Una volta formulata la domanda da rivolgere alle fonti, appare chiaro che, fin dai primi documenti legislativi, la continenza dei chierici è considerata un obbligo tradizionale ben noto. Lo studio sulla disciplina delle Chiese d'Oriente consente di mettere in luce il momento esatto in cui viene introdotta una mitigazione della disciplina originaria.

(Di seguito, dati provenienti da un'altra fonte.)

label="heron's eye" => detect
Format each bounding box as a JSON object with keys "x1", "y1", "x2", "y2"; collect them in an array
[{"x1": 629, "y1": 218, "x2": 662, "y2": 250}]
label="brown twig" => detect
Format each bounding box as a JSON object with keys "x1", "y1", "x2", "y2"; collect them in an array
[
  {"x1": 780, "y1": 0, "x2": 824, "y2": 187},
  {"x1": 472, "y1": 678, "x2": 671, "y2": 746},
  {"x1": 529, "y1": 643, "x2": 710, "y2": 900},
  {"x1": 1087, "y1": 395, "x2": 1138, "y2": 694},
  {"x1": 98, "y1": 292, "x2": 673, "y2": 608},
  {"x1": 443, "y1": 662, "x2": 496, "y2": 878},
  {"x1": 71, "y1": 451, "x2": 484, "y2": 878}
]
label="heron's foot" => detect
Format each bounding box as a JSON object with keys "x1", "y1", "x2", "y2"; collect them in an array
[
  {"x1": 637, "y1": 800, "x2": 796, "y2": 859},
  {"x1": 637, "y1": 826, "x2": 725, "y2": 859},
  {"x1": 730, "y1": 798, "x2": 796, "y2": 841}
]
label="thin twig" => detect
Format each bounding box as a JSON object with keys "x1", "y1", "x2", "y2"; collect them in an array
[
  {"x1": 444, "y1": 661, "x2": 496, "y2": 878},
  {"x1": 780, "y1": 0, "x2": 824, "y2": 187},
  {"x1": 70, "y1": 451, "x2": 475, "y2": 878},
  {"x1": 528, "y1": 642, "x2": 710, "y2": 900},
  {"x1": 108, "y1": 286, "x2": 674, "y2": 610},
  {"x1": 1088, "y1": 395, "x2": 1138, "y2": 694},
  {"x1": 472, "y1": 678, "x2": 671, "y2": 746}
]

Nella quarta parte, di carattere teologico, viene indagato il legame teologico fra ordinazione sacra e continenza. È noto che nell'Antico Testamento era richiesta ai sacerdoti la astinenza da rapporti con le loro mogli, ma limitatamente al tempo del loro servizio all'altare. A differenza dei sacerdoti dell'Antico Testamento, il cui servizio era limitato nel tempo, nel Nuovo Testamento il sacerdote è configurato a Cristo in modo permanente, a partire dall'imposizione delle mani. Su tale configurazione ontologica a Gesù Cristo, Capo e Sposo della Chiesa si fonda la teologia del celibato.

In sintesi, si tratta di un'opera di grande competenza e insieme di mirabile concisione. Tali caratteristiche ne rendono raccomandabile la lettura a chi desidera accostarsi alla tematica trattata, per avere una prima informazione attendibile e completa.